Salles de cours surchauffées l’été, bâtiments vétustes, pannes à répétition, flambée des factures énergétiques : le patrimoine immobilier de l’enseignement supérieur et de la recherche (ESR) est aujourd’hui en situation critique. L'impact sur les conditions de travail et d'études va grandissant.
Nos revendications pour un bâti universitaire assurant des conditions de travail et d’enseignement satisfaisantes
- La mise en place d’un plan national pluriannuel de rénovation du bâti ESR, fondé sur des financements pérennes et fléchés.
- La priorité donnée aux bâtiments les plus dégradés et aux passoires thermiques, intégrant le confort d’été et la qualité de l’air intérieur.
- Une visibilité budgétaire de long terme pour les établissements, sur des horizons de 15 à 25 ans.
- Un dialogue social renforcé associant les représentants des personnels aux choix immobiliers.
- Le renforcement des moyens humains et techniques pour une gestion professionnelle du patrimoine.
- L’intégration systématique du risque chaleur dans les politiques de prévention et de santé et sécurité au travail.
Un patrimoine universitaire immense, mais massivement dégradé
Le patrimoine immobilier universitaire représente environ 18 millions de mètres carrés, soit près de 20 % du patrimoine immobilier de l’État. Il constitue le deuxième poste de dépense des universités après la masse salariale.
Selon la Cour des comptes, près d’un tiers des bâtiments universitaires est dans un état jugé peu ou pas satisfaisant et plus de la moitié présente une faible performance énergétique, avec de nombreux bâtiments classés D, E, voire F ou G.
Construit majoritairement dans les années 1960 et 1970, ce parc a été conçu sans prise en compte des enjeux climatiques et énergétiques. Il est aujourd’hui vieillissant, énergivore et inadapté aux usages pédagogiques et scientifiques contemporains.
Des financements très en deçà des besoins réels
Les financements publics dédiés à l’immobilier universitaire restent structurellement insuffisants :
- Les crédits annuels consacrés à la maintenance immobilière sont estimés à environ 400 millions d’euros, un niveau très inférieur aux besoins réels.
- Le Plan Campus a mobilisé environ 3 milliards d’euros sur près de vingt ans, concentrés sur un nombre limité de sites.
- France Relance a apporté 1,3 milliard d’euros pour la rénovation thermique des bâtiments de l’ESR, sous forme exceptionnelle et non pérenne.
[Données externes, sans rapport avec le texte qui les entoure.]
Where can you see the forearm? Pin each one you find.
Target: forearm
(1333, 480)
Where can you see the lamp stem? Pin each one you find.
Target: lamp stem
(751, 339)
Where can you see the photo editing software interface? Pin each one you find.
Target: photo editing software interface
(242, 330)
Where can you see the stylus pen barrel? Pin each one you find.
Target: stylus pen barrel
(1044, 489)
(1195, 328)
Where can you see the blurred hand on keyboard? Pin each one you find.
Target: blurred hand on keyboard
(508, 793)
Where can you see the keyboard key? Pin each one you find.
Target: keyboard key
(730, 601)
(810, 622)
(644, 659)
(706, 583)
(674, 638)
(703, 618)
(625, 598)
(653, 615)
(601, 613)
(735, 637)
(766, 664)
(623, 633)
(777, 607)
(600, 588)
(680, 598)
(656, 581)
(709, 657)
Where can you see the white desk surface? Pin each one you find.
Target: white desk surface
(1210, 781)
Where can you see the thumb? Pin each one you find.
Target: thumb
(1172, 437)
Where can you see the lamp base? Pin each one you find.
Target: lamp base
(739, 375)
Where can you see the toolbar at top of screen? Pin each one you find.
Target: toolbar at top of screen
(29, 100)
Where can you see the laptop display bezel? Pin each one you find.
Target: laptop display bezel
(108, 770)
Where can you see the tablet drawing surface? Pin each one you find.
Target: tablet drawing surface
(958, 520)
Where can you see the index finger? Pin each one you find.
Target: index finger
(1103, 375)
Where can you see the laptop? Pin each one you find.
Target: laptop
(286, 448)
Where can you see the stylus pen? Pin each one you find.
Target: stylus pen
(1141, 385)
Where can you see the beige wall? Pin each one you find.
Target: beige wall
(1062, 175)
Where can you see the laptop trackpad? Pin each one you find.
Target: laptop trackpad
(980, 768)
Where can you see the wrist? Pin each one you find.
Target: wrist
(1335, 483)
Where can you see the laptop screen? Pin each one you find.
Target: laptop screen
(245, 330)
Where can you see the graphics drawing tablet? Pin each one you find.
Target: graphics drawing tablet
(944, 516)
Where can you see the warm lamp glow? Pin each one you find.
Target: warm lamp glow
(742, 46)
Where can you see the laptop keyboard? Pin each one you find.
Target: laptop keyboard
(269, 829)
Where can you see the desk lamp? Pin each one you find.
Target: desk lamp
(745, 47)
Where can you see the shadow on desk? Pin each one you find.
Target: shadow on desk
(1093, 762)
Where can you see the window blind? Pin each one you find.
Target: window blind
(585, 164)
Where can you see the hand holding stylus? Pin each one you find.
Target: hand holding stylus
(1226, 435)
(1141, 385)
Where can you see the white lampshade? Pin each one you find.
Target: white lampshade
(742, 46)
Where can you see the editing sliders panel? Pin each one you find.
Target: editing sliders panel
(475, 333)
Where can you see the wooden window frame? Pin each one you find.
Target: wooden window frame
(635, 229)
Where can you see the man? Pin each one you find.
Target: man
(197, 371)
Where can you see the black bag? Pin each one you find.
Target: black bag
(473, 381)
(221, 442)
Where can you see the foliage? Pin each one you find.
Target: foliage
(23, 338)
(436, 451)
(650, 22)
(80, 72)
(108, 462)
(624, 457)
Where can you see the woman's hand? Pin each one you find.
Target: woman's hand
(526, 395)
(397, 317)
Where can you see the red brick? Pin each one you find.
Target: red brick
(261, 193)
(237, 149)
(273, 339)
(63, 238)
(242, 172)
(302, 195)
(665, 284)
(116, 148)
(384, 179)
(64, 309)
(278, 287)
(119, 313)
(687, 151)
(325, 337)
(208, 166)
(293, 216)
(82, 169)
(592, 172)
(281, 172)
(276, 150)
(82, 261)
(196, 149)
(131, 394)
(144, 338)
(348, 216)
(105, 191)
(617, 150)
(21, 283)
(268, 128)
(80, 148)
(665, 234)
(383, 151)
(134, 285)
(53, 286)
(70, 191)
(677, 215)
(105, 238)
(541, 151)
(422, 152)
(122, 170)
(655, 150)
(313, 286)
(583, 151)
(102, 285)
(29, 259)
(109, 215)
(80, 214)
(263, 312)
Les besoins globaux de rénovation et de mise à niveau du bâti universitaire sont aujourd’hui estimés entre 10 et 15 milliards d’euros, dont une large part liée à la transition énergétique. L’insuffisance des financements actuels entretient un sous‑entretien chronique, des surcoûts énergétiques et des fermetures régulières de locaux.
Le réchauffement climatique, un facteur aggravant majeur
Le dérèglement climatique transforme cette crise immobilière en une urgence sanitaire et sociale. Les vagues de chaleur, désormais annuelles, devraient être deux fois plus fréquentes d’ici 2050. Dans une France à +2,7 °C, les épisodes de chaleur intense s’étendront sur une grande partie de l’année universitaire.
Dans les bâtiments non rénovés, les températures intérieures dépassent régulièrement 30 °C, dégradant les conditions de travail des personnels, perturbant les enseignements et exposant les agent·es et les étudiant·es à des risques accrus pour la santé.
Investir maintenant pour préserver le service public de l’ESR
Les chiffres sont désormais connus et les diagnostics largement partagés. Sans investissement massif, durable et planifié, le patrimoine immobilier universitaire continuera de se dégrader, avec des conséquences lourdes pour les personnels, les étudiant·es et le service public d’enseignement supérieur et de recherche.
Pour la CFDT Éducation Formation Recherche Publiques, la rénovation du bâti universitaire constitue un investissement indispensable pour la santé, les conditions de travail, la réussite étudiante et l’adaptation au climat de demain.